"Cotswold Olimpicks" alive and kicking
Thu Mar 11,10:14 PM ET
By Meg Clothier
CHIPPING CAMDEN (Reuters) - Greasy poles, girl guides and a Greek who forgot his underwear have all played their part in England's 392-year old version of the Olympic Games (news - web sites).
One discipline at Robert Dover's "Cotswold Olimpicks", held annually on a patch of Gloucestershire hillside, eclipses everything else: shin-kicking.
"It's the one to win, no doubt about it. It's the blue riband event," defending champion and pub landlord Joe McDonagh told Reuters.
"You don't tickle them, you give them a good thwack. But not with your toes, you need to use the inside of your foot," he added from behind the bar of the Seagrave Arms.
Bob Wilson, chairman of the Games' organising committee nodded. "Joe's just right for it. Not too tall and not fat.
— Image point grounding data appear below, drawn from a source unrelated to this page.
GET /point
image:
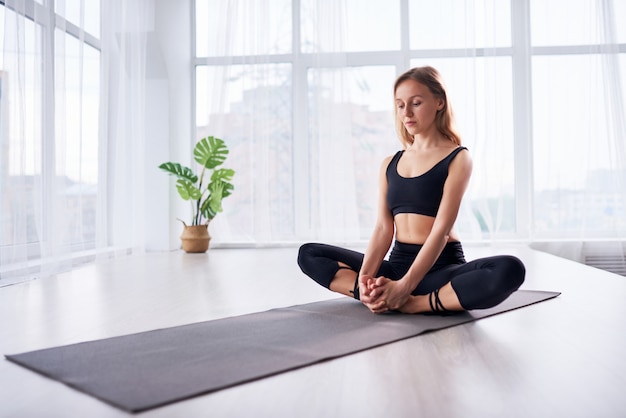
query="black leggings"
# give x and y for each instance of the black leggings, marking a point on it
(479, 284)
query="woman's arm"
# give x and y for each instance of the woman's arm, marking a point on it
(392, 295)
(382, 236)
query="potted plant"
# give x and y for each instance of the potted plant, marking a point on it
(205, 192)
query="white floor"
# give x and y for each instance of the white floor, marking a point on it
(562, 358)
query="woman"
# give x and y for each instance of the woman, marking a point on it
(421, 188)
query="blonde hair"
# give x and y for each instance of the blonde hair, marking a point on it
(444, 120)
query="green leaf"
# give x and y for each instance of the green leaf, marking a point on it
(187, 190)
(210, 152)
(179, 171)
(222, 174)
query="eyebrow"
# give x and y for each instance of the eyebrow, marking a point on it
(412, 97)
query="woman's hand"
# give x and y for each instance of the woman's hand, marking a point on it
(383, 294)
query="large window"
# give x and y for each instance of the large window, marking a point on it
(301, 90)
(49, 125)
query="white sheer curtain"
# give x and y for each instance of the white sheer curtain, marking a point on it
(540, 109)
(579, 133)
(71, 133)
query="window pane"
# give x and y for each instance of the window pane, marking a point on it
(580, 22)
(77, 83)
(20, 131)
(250, 108)
(459, 24)
(351, 119)
(247, 27)
(70, 10)
(481, 93)
(573, 152)
(350, 25)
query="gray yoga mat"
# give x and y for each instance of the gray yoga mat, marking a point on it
(154, 368)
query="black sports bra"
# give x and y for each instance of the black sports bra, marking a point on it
(422, 194)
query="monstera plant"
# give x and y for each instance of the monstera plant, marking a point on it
(204, 190)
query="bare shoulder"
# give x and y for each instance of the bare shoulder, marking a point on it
(462, 162)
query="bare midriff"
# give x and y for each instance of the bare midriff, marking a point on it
(412, 228)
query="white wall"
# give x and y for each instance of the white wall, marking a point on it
(168, 120)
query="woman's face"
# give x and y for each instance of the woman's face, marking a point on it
(416, 107)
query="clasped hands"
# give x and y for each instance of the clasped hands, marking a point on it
(381, 294)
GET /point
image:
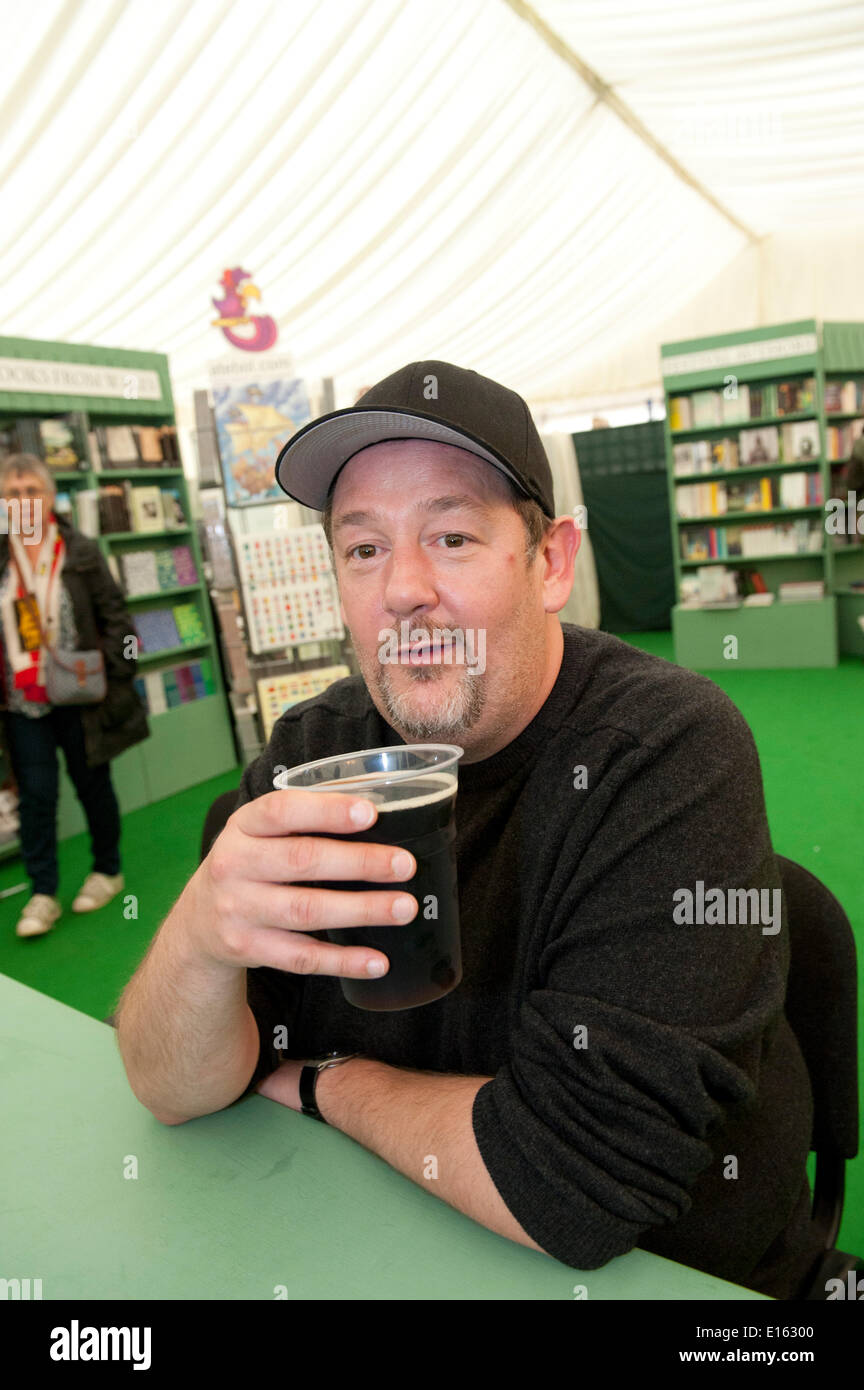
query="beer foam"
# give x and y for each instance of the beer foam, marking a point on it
(385, 799)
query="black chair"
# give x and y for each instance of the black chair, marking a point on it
(216, 820)
(821, 1007)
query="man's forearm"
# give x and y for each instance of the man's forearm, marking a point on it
(420, 1123)
(185, 1032)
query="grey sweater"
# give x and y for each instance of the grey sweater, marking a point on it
(645, 1084)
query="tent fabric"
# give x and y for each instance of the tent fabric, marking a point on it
(411, 181)
(625, 485)
(584, 603)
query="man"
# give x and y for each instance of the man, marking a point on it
(610, 1070)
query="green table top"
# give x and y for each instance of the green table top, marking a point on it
(252, 1203)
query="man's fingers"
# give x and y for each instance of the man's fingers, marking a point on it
(296, 811)
(299, 908)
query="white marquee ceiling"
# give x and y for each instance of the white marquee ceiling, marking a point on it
(528, 191)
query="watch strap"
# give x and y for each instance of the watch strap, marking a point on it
(309, 1077)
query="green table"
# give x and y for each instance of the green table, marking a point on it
(252, 1203)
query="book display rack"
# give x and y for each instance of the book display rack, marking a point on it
(103, 420)
(768, 565)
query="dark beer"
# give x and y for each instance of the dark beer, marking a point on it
(424, 954)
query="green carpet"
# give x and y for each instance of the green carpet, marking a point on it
(806, 724)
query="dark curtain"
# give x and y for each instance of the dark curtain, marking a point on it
(624, 483)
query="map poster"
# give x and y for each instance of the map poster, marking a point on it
(253, 421)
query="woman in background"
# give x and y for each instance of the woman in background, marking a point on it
(79, 608)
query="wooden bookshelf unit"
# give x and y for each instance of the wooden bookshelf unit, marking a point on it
(781, 382)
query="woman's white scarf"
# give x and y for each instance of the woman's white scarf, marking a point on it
(45, 583)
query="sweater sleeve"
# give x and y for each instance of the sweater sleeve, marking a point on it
(111, 615)
(639, 1034)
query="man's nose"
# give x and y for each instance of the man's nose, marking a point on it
(409, 580)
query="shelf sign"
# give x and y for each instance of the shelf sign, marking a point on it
(741, 355)
(78, 378)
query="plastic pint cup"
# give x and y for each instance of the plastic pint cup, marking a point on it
(414, 788)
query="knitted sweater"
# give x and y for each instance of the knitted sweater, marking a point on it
(645, 1087)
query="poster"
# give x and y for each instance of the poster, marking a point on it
(253, 421)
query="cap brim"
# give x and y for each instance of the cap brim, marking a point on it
(311, 459)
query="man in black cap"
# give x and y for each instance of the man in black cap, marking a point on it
(616, 1068)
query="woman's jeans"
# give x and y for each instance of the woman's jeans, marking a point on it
(32, 747)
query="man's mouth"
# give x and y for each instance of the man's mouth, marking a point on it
(424, 653)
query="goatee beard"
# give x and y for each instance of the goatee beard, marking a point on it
(454, 716)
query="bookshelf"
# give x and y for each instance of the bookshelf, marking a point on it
(99, 388)
(757, 432)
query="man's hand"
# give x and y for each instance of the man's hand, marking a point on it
(284, 1084)
(253, 897)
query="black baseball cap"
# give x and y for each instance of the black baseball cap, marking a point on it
(422, 401)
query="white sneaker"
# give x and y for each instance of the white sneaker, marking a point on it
(96, 891)
(39, 916)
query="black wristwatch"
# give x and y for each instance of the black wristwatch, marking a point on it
(309, 1077)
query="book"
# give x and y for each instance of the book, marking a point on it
(800, 442)
(139, 571)
(172, 509)
(736, 407)
(149, 444)
(207, 674)
(681, 414)
(696, 545)
(120, 445)
(802, 591)
(793, 489)
(156, 692)
(706, 407)
(795, 396)
(147, 509)
(759, 446)
(185, 683)
(189, 624)
(172, 691)
(171, 452)
(86, 510)
(157, 630)
(164, 569)
(184, 565)
(63, 442)
(763, 401)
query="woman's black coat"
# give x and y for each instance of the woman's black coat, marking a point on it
(103, 620)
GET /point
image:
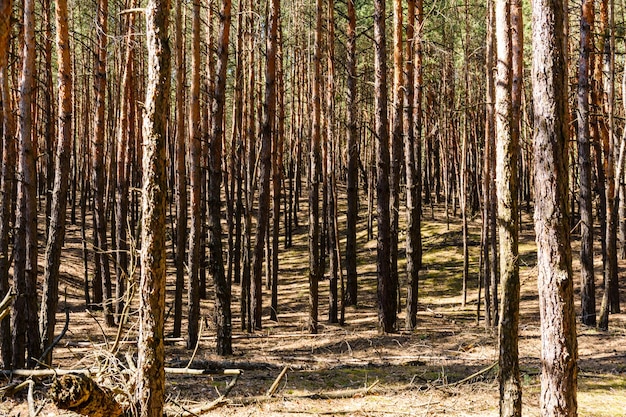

You need a low centre of gravity."
But McDonagh is cautious about whether he will recapture the title. "There's every chance but I'll have a look at the other competitors first," he said.
Long before French baron Pierre de Coubertin relit the Olympic flame in 1896, an English lawyer called Robert Dover was masterminding a wildly popular sporting -- and drinking -- extravaganza every Whitsuntide on top of what is now called Dover's Hill outside Chipping Camden. It was a great success.
"Famed Dover, who began the pedigree of Cotswold sports, where each Olimpick game Is paralleld, " trilled one contemporary writer.
BAD BLOOD
Shinkicking, then as now, was a keenly contested event in the old wool town.
"It used to be very, very vicious. In the 17th century there used to be a lot of bad blood between villages and feuds over girls. Boys would hope to meet their rivals in the contest so they could kick eight bells out of each other," Wilson explained.
"We try to keep all the old traditions yet humanise them. People aren't as tough as they used to be."
Humanising the games has dictated that once popular greasy pole competitions have fallen off the agenda, along with bear-baiting and backsword-fighting, now a display event only.
For shinkicking it means steel-capped boots are banned and kickers are allowed to stuff their trousers with hay. But otherwise the rules are little changed.
"You hold your opponent by the shoulders. No implement may be used. And no headbutting, biting, spitting or scratching. Then it's the best of three knock-downs," McDonagh said.
McDonagh grew up locally and both he and Wilson can remember outsiders, including Koreans, Americans and Greeks, trying their luck at the Olimpicks.
"We had a Greek in national dress last year. He wasn't wearing anything under his kilt. He fell over and gave everyone a bit of a glimpse and had all the ladies falling down the hill," Wilson said.
STRONG CIDER
The Games first lapsed when Gloucestershire was caught up in the English civil war in the 1640s between Charles I's Cavaliers and Oliver Cromwell's Roundheads. They were not revived until after the victorious Cromwell, an infamous killjoy who cancelled Christmas, died and the Merrie Monarch Charles II was restored to the throne.
"It used to be one of probably two or three nights in the year when people could let their hair down. And they did. Cider cost nothing and was very, very strong. People would come a long way on horses and carts and get very drunk," Wilson said.
From then the Games flourished well into the 19th century when, a victim of their own success, they attracted too many troublemakers and were abandoned.
The Festival of Britain in 1951 was the backdrop for the Games' third incarnation and, Wilson said, very little had changed between then and now.
The feeling remains that the Games should be local and uncommercial, Andrew Greenwood, a town estate agent and former Games committee chairman, said.
"It sometimes frustrates me that you could go four or five miles in one direction and people would never have heard of it. Yet if everyone did come we'd be inundated and it would lose its quirky character," he said.
The Games kick off in the evening of Friday June 4. Crowds of around 2,000 are expected to enjoy, amongst other things, wheelbarrow races, coconut shies, clowns, bands, food and drink.
When dusk falls torches are lit and everyone winds down the hillside past the ubiquitous fields of brussels sprouts to the town where they dance in the streets until after midnight.
As for the girl guides: they clear up the mess afterwards.